En termes de rugby, les techniciens français ont entre les mains le pétrole et les dollars qui vont avec. En ont-ils perdu toutes leurs idées ? Pas si sûr. Trop facile, en tout cas. Mais reste à savoir quelle latitude leur est offerte pour les développer. La question porte sur le contexte. En la matière, Jean-Baptiste Elissalde donne des réponses, dans les colonnes de Midi Olympique : « D’abord, l’enjeu tue le jeu. Ensuite, c’est un sport d’hiver. De mi-octobre à fin mars, on en reste à du combat collectif, des mêlées et des ballons portés. Cela n’aide pas à développer des joueurs individuellement. Enfin, quand peut-on développer ces joueurs ? En France, on se prépare quatre semaines pour une compétition de dix mois. En Nouvelle-Zélande, ils se préparent trois mois, jouent quatre mois et repartent pour autant de temps de développement. » Une sortie et deux points majeurs qui expliquent la pauvreté du jeu français et le manque d’idées offensives qui semble frapper nos entraîneurs.

Un rugby de fange

C’est, paraît-il, dans notre ADN. En France, on aime le combat, les mêlées et les tas de joueurs dans la boue. À croire qu’un stade bondé boude un essai en première main à la sauce « Joe Schmidt », où l’ailier gauche étire la défense adverse, son pendant de droite vient faire un leurre à l’intérieur du premier centre et l’ouvreur, bénéficiant de toutes ces activités sans ballon, lâche en profondeur pour son second centre qui s’en va un surnombre dans le couloir béni des 15 mètres extérieurs. Pas de blague. Si le rugby français se cantonne « à du combat collectif, des mêlées, et des ballons portés » comme le dit Elissalde, c’est qu’il se dispute aux trois-quarts pendant les mois les plus froids.
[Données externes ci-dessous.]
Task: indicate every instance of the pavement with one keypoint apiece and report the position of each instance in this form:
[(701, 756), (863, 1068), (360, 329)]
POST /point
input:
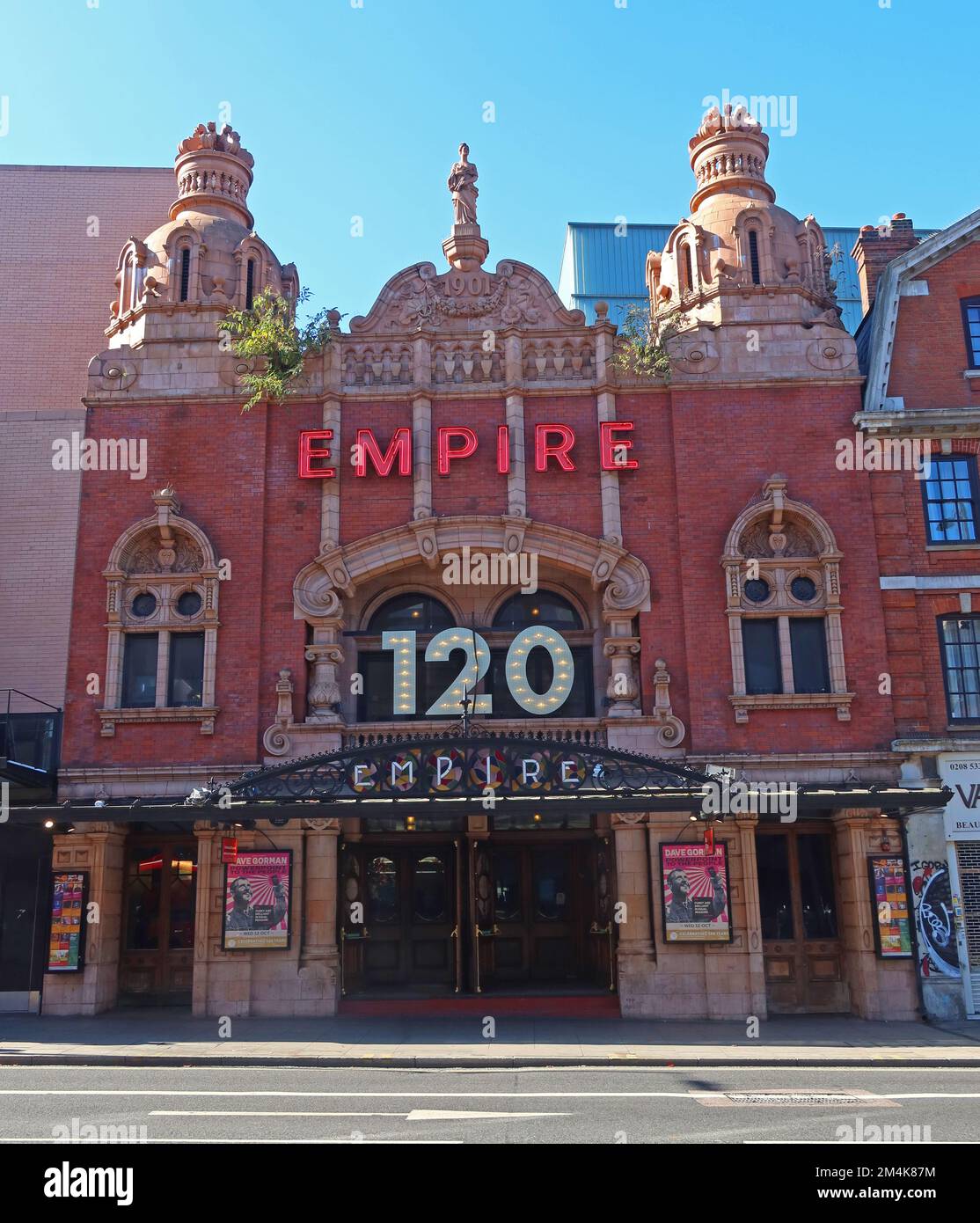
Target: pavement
[(172, 1037)]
Lorsque le ballon glisse, que les mains pèsent et que le terrain embourbe. Difficile, pour les joueurs, de développer une routine offensive faite de vitesse et de mouvement. Pas mieux pour les entraîneurs, qui remisent leurs idéaux de grand large pour ressortir le vieux joug de la grange.

La faucheuse à la porte

L’autre point développé par Jean-Baptiste Elissalde touche à la formule de notre championnat, quand il évoque que « l’enjeu tue le jeu ». Dans l’hémisphère Sud comme dans les pays celtes, aucune équipe n’évolue sous la pression d’une éventuelle relégation. En Angleterre, une seule des douze équipes du Premiership connaît ce triste sort. En France, la faucheuse attend à la porte pour six équipes au moins. Elle sonne pour deux d’entre elles. Pour les concernés, l’adage est simple : une bonne conquête, un bon buteur et un don de son corps à la bonne cause pour toutes les rencontres à domicile. Restrictif, vous dites ? Certes, mais la survie passe avant l’esthétisme. Les expérimentations attendront.